Machine learning methods for precision medicine

Abstract

In precision medicine, predicting the risk of an event during a specific period may help, for example, to identify patients that need early preventive treatment. Modern machine learning (ML) techniques are therefore ideal for building these predictions. However, medical datasets often suffer from right-censoring of the outcome of interest posing an obstacle to the direct applicability of ML algorithms.

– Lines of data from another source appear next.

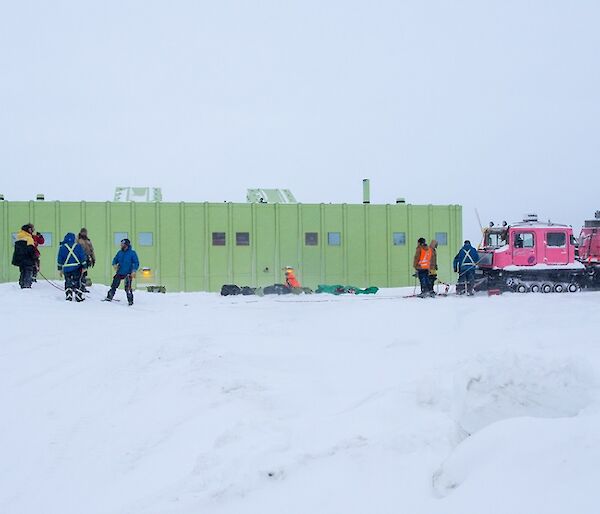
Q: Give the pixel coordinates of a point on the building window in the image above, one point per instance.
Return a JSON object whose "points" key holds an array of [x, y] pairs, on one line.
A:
{"points": [[441, 238], [334, 238], [47, 238], [556, 239], [399, 238], [218, 238], [145, 238], [311, 238], [119, 236], [242, 238], [524, 240]]}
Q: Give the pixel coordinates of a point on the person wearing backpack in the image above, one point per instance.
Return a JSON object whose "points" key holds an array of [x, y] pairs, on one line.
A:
{"points": [[465, 264], [71, 261], [126, 263]]}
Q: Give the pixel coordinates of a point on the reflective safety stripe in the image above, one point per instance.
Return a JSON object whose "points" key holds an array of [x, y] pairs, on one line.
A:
{"points": [[425, 258], [71, 254]]}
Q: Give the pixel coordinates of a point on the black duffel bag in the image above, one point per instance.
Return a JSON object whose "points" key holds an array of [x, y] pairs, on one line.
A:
{"points": [[230, 289]]}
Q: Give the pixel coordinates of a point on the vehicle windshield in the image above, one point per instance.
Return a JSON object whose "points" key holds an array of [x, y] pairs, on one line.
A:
{"points": [[495, 238]]}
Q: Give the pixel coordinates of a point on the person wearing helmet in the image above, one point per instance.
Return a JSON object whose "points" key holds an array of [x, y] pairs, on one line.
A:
{"points": [[126, 263], [290, 278]]}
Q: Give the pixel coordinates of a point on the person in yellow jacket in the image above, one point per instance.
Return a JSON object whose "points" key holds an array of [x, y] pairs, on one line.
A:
{"points": [[422, 261], [24, 255]]}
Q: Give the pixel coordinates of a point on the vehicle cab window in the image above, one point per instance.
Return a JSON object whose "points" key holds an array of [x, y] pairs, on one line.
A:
{"points": [[524, 240]]}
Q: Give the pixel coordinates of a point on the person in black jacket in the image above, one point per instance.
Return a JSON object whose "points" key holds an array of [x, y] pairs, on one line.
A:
{"points": [[25, 256]]}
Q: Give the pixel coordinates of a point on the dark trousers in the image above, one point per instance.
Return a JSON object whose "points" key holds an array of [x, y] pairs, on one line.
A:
{"points": [[423, 275], [432, 279], [116, 283], [26, 276], [73, 286], [83, 280], [466, 282]]}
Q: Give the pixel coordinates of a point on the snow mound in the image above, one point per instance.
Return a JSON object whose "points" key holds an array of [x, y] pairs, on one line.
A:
{"points": [[494, 387], [524, 465]]}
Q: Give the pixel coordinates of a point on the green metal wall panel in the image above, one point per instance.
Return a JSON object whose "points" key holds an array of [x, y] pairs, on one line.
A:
{"points": [[334, 268], [181, 254], [356, 255]]}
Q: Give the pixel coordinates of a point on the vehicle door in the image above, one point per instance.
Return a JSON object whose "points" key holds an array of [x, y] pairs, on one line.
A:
{"points": [[523, 243], [557, 247]]}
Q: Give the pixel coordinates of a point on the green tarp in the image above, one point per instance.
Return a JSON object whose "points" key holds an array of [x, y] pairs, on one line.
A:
{"points": [[338, 289]]}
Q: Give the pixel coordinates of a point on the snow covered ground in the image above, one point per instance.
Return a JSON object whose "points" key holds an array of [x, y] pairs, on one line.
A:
{"points": [[195, 403]]}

The aim of this thesis work is to develop and advance methods for prediction in settings of right-censoring, and in some settings also including competing risks. Specifically, in Project I, we developed an approach that combines inverse probability of censoring weighting (IPCW) with bagging as a pre-processing step to enable the application of all existing ML methods for classification in settings of right-censoring and competing risks, and we propose a procedure to combine optimally a set of single IPCW bagged methods.

In Project II, we developed an extension of Project 1 to combine optimally not only over ML procedures for the same outcome but combining survival outcomes such as Cox regression model and continuous outcome such as pseudo-observations-based regression.

In Project III, we integrated pseudo-observations into Convolutional Neural Network to predict the cumulative incidence using images and structured clinical data. In Project IV, we applied the methods developed in Project 1-2 to build a flexible risk prediction model to predict the risk of any cancer diagnosis using a Swedish population-based register among sarcoidosis patients.

In the last project, Project V, we explored the utility of a dynamic prediction model in a setting of complete data as decision support tool for public health to manage future pandemics. Specifically, we applied two state-of-the-art batch reinforcement learning algorithms to learn the best face covering policy response at the national level with the goal of reducing the spread of COVID-19.